Ba’da maghrib, sekitar lima belas anak berusia enam hingga delapan belas tahun berkumpul di rumahku. Mereka bukan orang jauh, tetapi anak tetangga kanan kiri. Bukan untuk berobat. Tujuan mereka datang untuk numpang belajar.
Kok bisa?
Apa aku menerima les?
Tidak. Di sini tidak ada penduduk yang paham tentang les. Mereka mau menyekolahkan anaknya sampai jenjang SMA saja sudah baik.
Aku dan Mas Yanto sengaja menyediakan tempat untuk mereka belajar, karena hanya rumah kami satu-satunya yang sudah menggunakan penerangan dari listrik. Warga lain masih belum bisa memasang listrik terkendala biaya pemasangan yang relatif mahal bagi masyarakat pedesaan yang berpenghasilan rendah.
Saat Mas Yanto memasang listrik, banyak penduduk yang takjub. Walaupun desa sebelah sudah mulai banyak warga yang pasang, tetapi tetap saja mereka masih terkagum.

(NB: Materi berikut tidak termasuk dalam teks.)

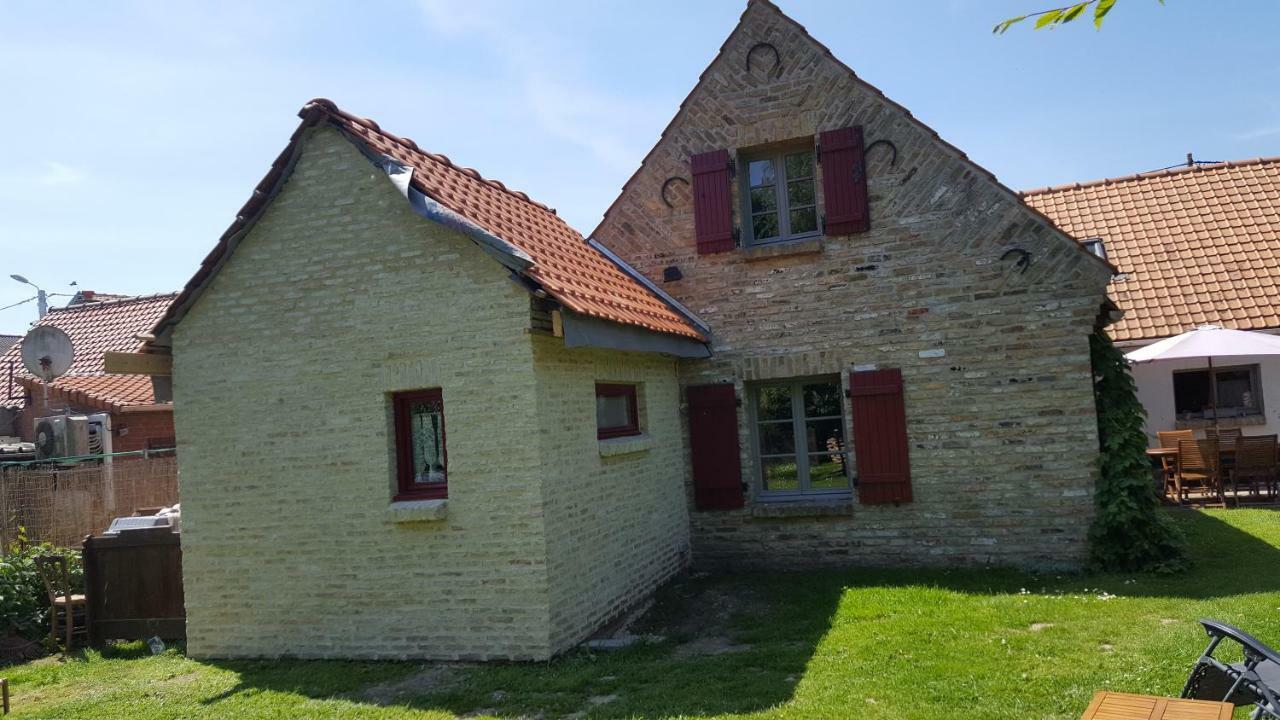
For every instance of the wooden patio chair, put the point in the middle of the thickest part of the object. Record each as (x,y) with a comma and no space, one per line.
(1198,464)
(67,610)
(1169,463)
(1256,465)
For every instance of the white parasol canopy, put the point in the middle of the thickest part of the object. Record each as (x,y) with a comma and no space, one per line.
(1207,341)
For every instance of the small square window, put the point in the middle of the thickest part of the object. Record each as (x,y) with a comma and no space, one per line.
(421,461)
(616,413)
(1238,391)
(780,196)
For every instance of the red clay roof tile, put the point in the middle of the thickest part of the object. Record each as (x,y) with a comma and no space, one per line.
(1196,245)
(95,328)
(572,272)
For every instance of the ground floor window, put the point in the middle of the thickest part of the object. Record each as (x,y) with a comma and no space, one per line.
(617,411)
(421,463)
(1239,392)
(799,428)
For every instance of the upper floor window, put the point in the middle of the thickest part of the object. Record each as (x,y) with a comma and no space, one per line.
(778,197)
(800,437)
(421,463)
(617,413)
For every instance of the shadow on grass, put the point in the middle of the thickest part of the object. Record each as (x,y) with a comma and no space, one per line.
(740,643)
(717,645)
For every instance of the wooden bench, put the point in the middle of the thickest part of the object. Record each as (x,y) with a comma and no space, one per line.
(1124,706)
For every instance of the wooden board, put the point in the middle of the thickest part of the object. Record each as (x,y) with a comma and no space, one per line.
(1124,706)
(137,363)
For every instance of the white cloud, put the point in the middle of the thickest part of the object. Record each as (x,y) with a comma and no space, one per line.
(59,174)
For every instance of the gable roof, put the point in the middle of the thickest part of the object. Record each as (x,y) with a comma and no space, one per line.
(874,91)
(1194,245)
(565,265)
(95,328)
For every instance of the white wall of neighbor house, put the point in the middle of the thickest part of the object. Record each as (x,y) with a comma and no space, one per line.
(1156,393)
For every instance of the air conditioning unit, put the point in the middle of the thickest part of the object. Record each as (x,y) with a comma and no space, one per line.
(62,436)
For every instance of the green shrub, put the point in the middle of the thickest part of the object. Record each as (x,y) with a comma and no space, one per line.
(23,601)
(1129,531)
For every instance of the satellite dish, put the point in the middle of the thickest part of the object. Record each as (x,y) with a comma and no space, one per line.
(48,352)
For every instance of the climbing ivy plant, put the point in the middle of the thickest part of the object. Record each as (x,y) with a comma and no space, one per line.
(1129,531)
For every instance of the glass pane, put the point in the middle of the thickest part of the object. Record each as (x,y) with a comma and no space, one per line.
(763,200)
(824,434)
(800,192)
(764,227)
(777,438)
(1234,388)
(773,402)
(760,172)
(822,400)
(827,472)
(612,411)
(804,220)
(780,473)
(426,422)
(800,165)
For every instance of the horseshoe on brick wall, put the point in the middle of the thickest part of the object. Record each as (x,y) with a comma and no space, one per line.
(1024,258)
(777,58)
(666,185)
(892,162)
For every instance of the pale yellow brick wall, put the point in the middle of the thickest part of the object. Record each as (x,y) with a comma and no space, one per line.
(617,524)
(282,369)
(996,360)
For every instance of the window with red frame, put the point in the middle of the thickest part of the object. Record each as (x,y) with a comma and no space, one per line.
(421,461)
(616,413)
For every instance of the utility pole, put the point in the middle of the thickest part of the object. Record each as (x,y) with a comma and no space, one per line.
(41,296)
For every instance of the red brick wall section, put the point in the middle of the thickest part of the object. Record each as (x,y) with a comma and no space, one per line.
(142,429)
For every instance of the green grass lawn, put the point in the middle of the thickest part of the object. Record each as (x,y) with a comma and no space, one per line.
(859,643)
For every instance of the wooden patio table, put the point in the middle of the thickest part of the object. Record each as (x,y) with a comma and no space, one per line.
(1124,706)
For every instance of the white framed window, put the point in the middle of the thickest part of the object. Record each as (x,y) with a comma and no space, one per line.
(780,196)
(799,437)
(1239,392)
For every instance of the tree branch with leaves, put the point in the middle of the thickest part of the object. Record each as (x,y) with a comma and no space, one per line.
(1061,16)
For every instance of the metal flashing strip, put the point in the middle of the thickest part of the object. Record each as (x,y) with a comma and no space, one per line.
(501,250)
(636,276)
(583,331)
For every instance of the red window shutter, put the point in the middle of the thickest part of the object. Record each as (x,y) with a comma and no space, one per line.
(713,203)
(713,442)
(844,181)
(880,437)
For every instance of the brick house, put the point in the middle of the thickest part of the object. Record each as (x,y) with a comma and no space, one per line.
(1193,246)
(808,332)
(97,324)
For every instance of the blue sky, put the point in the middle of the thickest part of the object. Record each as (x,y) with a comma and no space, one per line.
(132,131)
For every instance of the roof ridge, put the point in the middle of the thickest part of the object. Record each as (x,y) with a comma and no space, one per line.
(1151,174)
(117,301)
(332,108)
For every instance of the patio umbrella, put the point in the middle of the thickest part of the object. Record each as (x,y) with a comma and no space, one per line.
(1208,342)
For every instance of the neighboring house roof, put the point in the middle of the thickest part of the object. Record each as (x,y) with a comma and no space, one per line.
(95,328)
(563,264)
(1194,245)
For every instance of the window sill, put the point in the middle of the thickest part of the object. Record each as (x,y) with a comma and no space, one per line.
(627,445)
(417,510)
(835,506)
(1238,422)
(786,249)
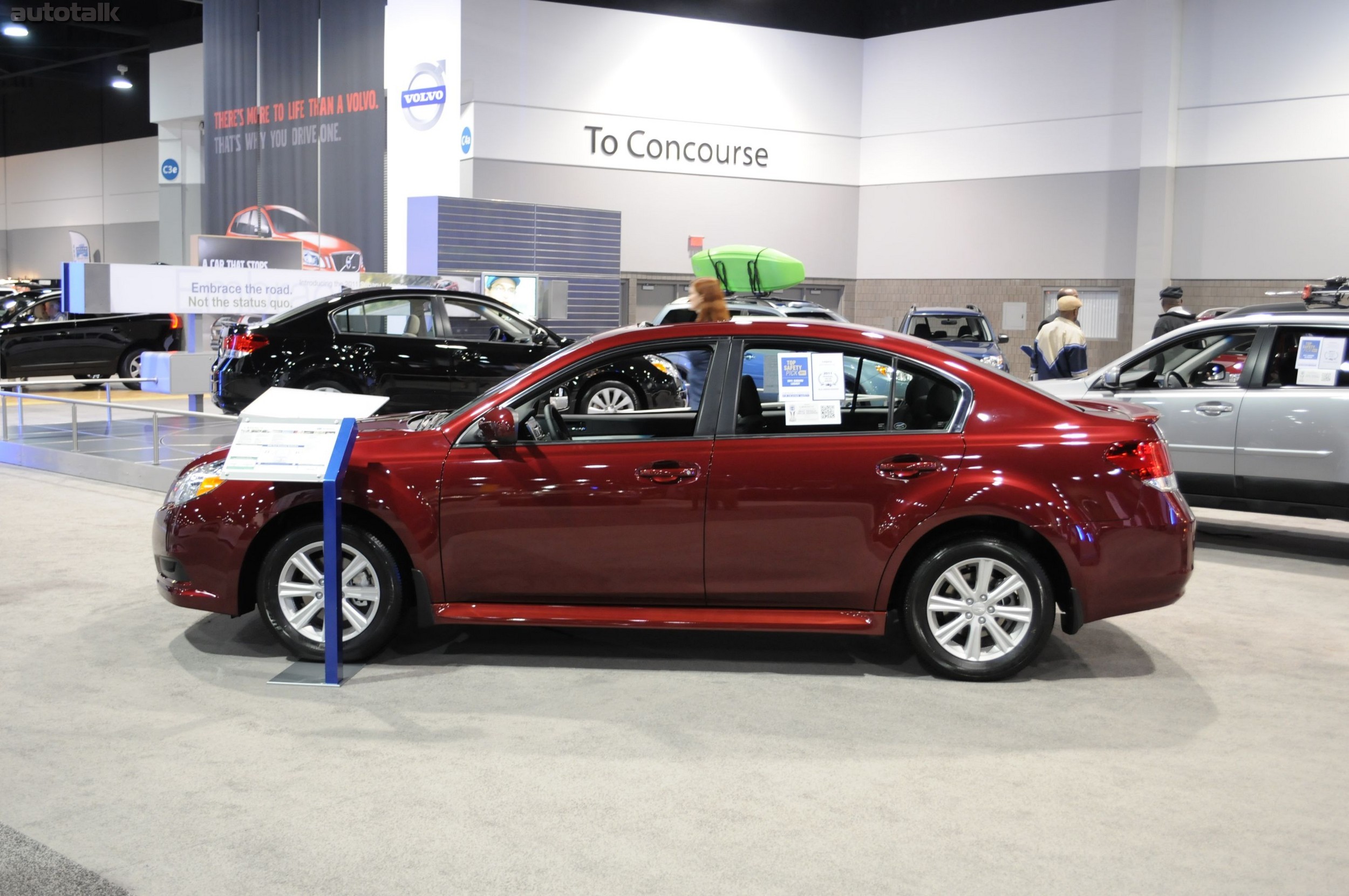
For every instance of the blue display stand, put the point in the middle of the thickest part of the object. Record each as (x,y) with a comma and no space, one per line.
(332,668)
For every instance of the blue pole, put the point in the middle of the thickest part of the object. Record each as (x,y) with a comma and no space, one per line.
(332,551)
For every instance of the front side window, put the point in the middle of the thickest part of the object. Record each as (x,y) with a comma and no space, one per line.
(473,322)
(632,396)
(1212,359)
(1309,357)
(791,391)
(970,327)
(404,316)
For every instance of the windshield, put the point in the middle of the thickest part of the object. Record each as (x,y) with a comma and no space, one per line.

Kami yang merasa prihatin dengan anak-anak sekitar yang belajar dalam keremangan tergerak untuk memberi sekedar tempat untuk mereka belajar di malam hari. Mereka bisa datang setelah maghbrib dan bubar saat isya’ atau sampai tugas mereka selesai. Aku dan
Mas Yanto memberi kebebasan waktu. Karena keberadaan listrik tersebut jugalah, kami memiliki ponsel yang belum dimiliki penduduk sekitar.
Keterbatasan tersebut menjadi penyebab tidak adanya pembelajaran online di desa kami. Penyebaran virus C-19 yang merajalela memaksa pemerintah menutup pembelajaran tatap muka sampai waktu yang belum ditentukan menjadikan banyak murid belajar tanpa arah.
Beruntung guru desa, berhati mulai. Mereka bersedia melakukan pembelajaran dari rumah ke rumah, walaupun tidak setiap hari. Karena harus bergiliran dengan siswa di desa lainnya. Tugas tetap diberikan dan mereka mengerjakannya waktu malam. Karena mereka memilih membantu orang tuanya mengerjakan sawah atau kebun di pagi hari.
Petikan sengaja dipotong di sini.